From 1998 to 2001, metal prices continued downward. It was just a very, very dismal time, much worse than even the last year. I have to say in the very first issue of my newsletter, I featured a company that within two to three years had provided a 10x return on investment, even in that very dismal market environment. So it's really about picking companies more than it is, or at least as important as, looking at the markets. Over the years now, we've had several ups, and we've had several downs. Last year was one of the downs. It was a painful process as it unfolded, but I think we're now on a solid uptrend. Now's the time to come back into the markets.

TGR: What are you concentrating on in this market environment?

Lawrence Roulston: I'm focusing on the more advanced-stage exploration projects over earlier stage exploration because that's where we're going to see the near-term price action. The gold and silver companies are getting a lot more respect than base metal companies. One of the most important criteria investors want to see now is potential for a big payoff. If they're going to put their money at risk, they want to know there's at least the chance of a big payoff. 

TGR: Are there any other things you'd like to discuss that might be useful to our readers?

Lawrence Roulston: The one thing that I would really encourage people to do is not get fixated on the day-to-day headlines. Whatever is in the headlines is already factored into share prices. You make your money by stepping outside of the group-think approach to investing. You need to dig deeper and get some specialist knowledge and look for the investment situations that are more in tune with the bigger picture and the longer term trends. You really make your money by following the longer term trends and not reacting to the near-term headlines. Over the last year, there was so much focus on fear. Now, the headlines are still full of the fear thing, but if you take a step back and look at the bigger picture, you can see that we've gotten beyond it and we're moving forward. 

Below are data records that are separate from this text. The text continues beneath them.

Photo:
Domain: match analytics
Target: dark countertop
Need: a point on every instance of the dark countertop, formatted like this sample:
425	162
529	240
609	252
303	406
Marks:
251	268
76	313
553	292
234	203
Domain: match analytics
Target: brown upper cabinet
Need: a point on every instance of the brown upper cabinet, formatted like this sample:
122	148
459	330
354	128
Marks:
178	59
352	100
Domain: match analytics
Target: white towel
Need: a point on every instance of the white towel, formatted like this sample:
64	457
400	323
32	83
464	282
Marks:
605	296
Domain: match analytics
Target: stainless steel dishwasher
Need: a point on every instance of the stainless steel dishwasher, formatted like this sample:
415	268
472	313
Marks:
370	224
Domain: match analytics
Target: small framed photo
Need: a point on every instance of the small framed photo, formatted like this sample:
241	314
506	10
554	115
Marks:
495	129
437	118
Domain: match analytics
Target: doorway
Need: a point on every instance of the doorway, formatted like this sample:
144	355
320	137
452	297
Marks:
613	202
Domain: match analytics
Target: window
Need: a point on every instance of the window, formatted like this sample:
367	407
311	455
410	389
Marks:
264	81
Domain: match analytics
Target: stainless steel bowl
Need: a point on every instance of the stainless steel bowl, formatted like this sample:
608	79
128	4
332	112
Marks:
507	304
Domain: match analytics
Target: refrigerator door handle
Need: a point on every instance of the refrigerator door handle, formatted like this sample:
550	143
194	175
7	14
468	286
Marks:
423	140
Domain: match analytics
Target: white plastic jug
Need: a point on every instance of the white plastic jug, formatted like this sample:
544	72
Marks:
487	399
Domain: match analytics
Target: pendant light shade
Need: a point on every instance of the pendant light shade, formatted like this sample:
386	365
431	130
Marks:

TGR: I guess it's a matter of finding companies with good solid potential, doing all the research you can on them and waiting for the dramatic move. 

Lawrence Roulston: Well, you're not necessarily going to have a dramatic move, but I think you can make very good money by just being patient and going with companies that provide a steady progression of news and a steady value-added kind of approach as they systematically advance projects toward production.

TGR: Thanks for joining us today, Lawrence.